Of course, this ignores the fact that so few quarterbacks actually do sit on the bench as rookies: the counter to this would be, it’s a bad sign that Hackenberg joins Campbell as the only highly drafted rookie QBs in the last 30 years to fail to move past third string (or to sit behind a below-average starter).
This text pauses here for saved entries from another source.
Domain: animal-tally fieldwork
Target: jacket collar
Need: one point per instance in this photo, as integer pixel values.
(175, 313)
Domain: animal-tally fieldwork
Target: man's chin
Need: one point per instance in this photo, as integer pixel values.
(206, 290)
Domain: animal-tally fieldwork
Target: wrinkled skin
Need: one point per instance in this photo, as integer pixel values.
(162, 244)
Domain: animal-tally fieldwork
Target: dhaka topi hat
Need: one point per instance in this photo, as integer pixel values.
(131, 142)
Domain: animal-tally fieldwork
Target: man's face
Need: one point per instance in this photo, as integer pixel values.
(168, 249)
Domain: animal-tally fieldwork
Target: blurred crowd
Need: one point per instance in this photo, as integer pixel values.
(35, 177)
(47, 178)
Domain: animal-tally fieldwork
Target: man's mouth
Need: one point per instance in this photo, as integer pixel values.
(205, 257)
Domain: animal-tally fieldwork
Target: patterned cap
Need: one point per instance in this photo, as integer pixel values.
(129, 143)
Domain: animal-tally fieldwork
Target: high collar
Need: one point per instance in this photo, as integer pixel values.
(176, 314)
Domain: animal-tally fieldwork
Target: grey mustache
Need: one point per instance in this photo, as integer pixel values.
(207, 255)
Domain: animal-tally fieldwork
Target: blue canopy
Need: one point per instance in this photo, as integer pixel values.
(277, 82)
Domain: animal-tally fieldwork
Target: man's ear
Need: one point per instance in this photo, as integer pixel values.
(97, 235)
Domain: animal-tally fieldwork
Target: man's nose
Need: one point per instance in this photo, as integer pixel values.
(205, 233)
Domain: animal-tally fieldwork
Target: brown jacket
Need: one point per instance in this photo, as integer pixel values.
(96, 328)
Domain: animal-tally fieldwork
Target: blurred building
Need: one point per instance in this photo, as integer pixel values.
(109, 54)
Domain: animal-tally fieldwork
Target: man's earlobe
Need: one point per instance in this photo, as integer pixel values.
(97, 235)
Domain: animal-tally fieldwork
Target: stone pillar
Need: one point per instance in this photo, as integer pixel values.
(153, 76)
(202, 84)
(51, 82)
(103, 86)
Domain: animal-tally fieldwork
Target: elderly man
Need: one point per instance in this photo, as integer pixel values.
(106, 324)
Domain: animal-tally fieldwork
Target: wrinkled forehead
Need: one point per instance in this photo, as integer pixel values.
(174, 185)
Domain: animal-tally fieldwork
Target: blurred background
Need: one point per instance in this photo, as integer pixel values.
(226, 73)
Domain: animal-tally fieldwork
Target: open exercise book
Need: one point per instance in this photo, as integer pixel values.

A lot of bad quarterbacks showed enough as rookies to get on the field, which you can argue that even Hackenberg didn’t do. But given the unique circumstances involved — he was the 4th quarterback for all of training camp, and never was seemingly given a chance to compete — I don’t know how much you can hold that against him. Time will tell, I suppose.

  1. This includes the 8 instances where the starter played in 16 games, 3 cases in the ’70s during the 14-game schedule, and in 1987, when the non-replacement players generally played just 12 games. []
  • sacramento gold miners

    The situation with Hackenberg and others illustrates the case for a developmental league, especially with the recent CBA restricting practice time. Maybe Hackenberg develops into something, maybe not, but I’m sure Jets fans would like to find out.

    • McGeorge

      I agree that a developmental league would be beneficial.
      I’ll go a step further in that I think a number of teams have bad head coaches that don’t employ coaches who are good at developing players. Some teams seem a lot better than others are developing young players.

      I look at the Jets under Rex Ryan. How many young players did they develop? Mohammed Wilkerson was a #1 pick, and clearly talented. What about lower drafted players? In 6 years I can think of only 2 who improved: Matt Slauson and Damon Harrison. Rex cyt Danny Woodhead, and Belichick snatched him and he became productive. Bilal Power has been good the last couple of years, and thats after Rex was gone. Maybe he improved own his own.

      A developmental league would give players an extra chance to improve. The problem is the injury risk. But it’s worth the risk if you are dealing with fringe players, who might otherwise wash out.